Three non-collinear points determine exactly one plane.
Two legs fall over. Four legs rock — on uneven ground only three of them touch, and which three is unstable. Three legs cannot wobble and cannot rock. A tripod is the unique minimal structure that is both stable and self-levelling on any surface. An instrument that must hold an angle — a sight, a level, a bowl that has to stay true — wants three feet, and the ancient world knew it in bronze long before it knew it in geometry. The ding was the supreme ritual object of Chinese civilisation, the vessel in which the Mandate of Heaven itself was symbolised; “to ask the weight of the cauldrons” meant to covet the empire. That the most sacred vessel is built on the surveyor’s tripod is the claim: stability was holy because stability was useful — the level cauldron and the level sight are the same problem solved once.
There is a numerical undertone here I will not over-press but will not hide: three legs, three chains on the hanging bowl, three points to fix a plane.
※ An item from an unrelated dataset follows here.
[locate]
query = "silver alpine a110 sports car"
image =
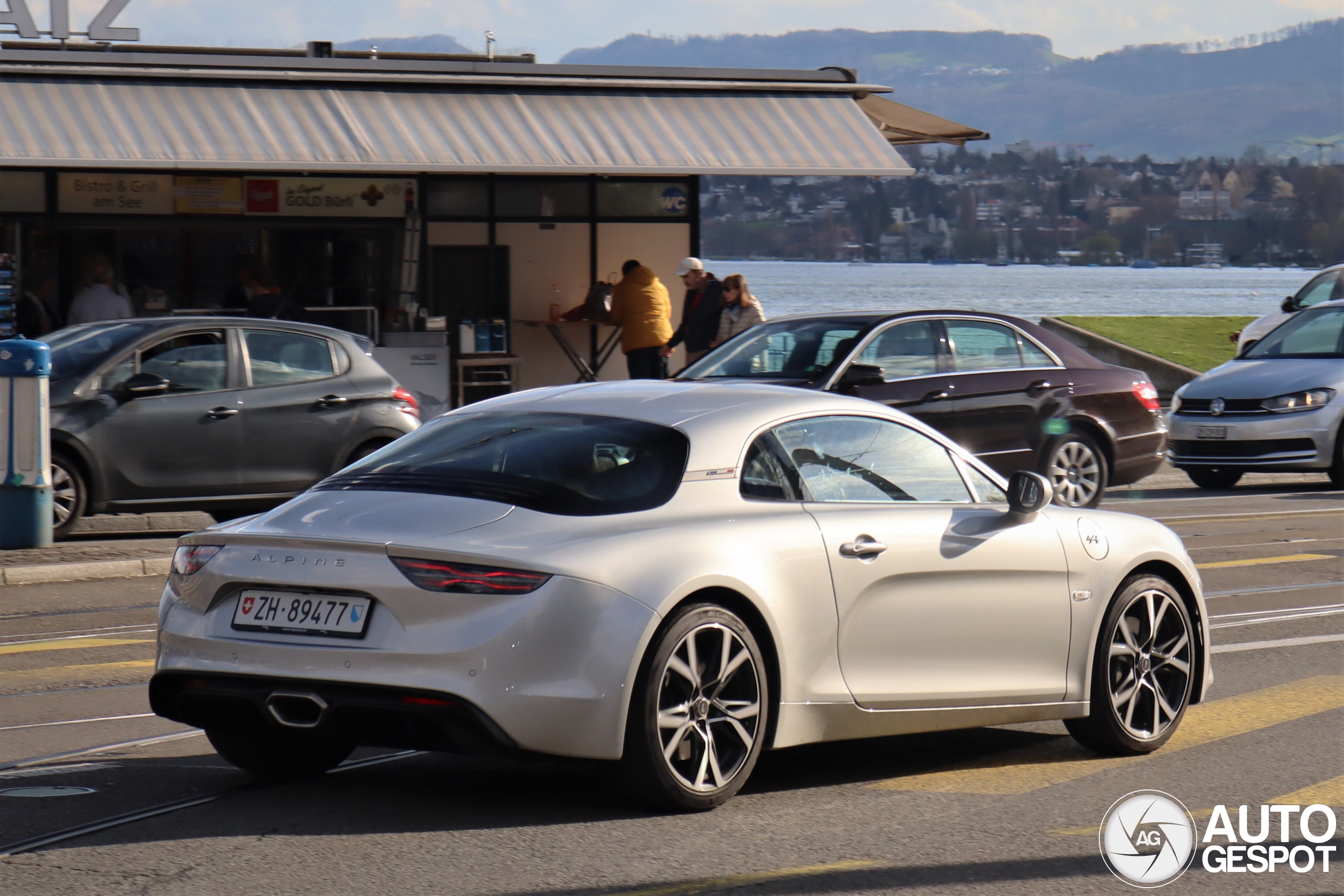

The number three keeps appearing at exactly the structural joints of these objects. Hold that for the conclusion.
Claim 7 — The Etruscan set: a bronze bowl, a ring-stone, and a Western diviner’s board older than Rome
The vessel half of the instrument did not wait for Rome. The Etruscans — the people Rome conquered and then quietly inherited — were among the finest bronze-workers of the ancient Mediterranean, and their bronze bowls survive in numbers from the fifth to the third centuries BCE. One such object, presently on the open market, is catalogued plainly as an “Ancient Etruscan Bronze Bowl, 5th to 3rd Century BC,” measuring 11 cm wide and 8 cm tall — exactly the scale of vessel the floating-compass mechanism of Section II requires, and centuries before the dating conventionally pinned on the dodecahedra. The object itself, photographed for sale:
An Etruscan bronze bowl, 5th–3rd century BCE, 11 cm × 8 cm, shown with a separate pierced stone disc of the kind discussed below. Etruscan bronze bowl with a separate pierced disc, currently on the open market. Photograph from the sale listing (eBay item 188250725985).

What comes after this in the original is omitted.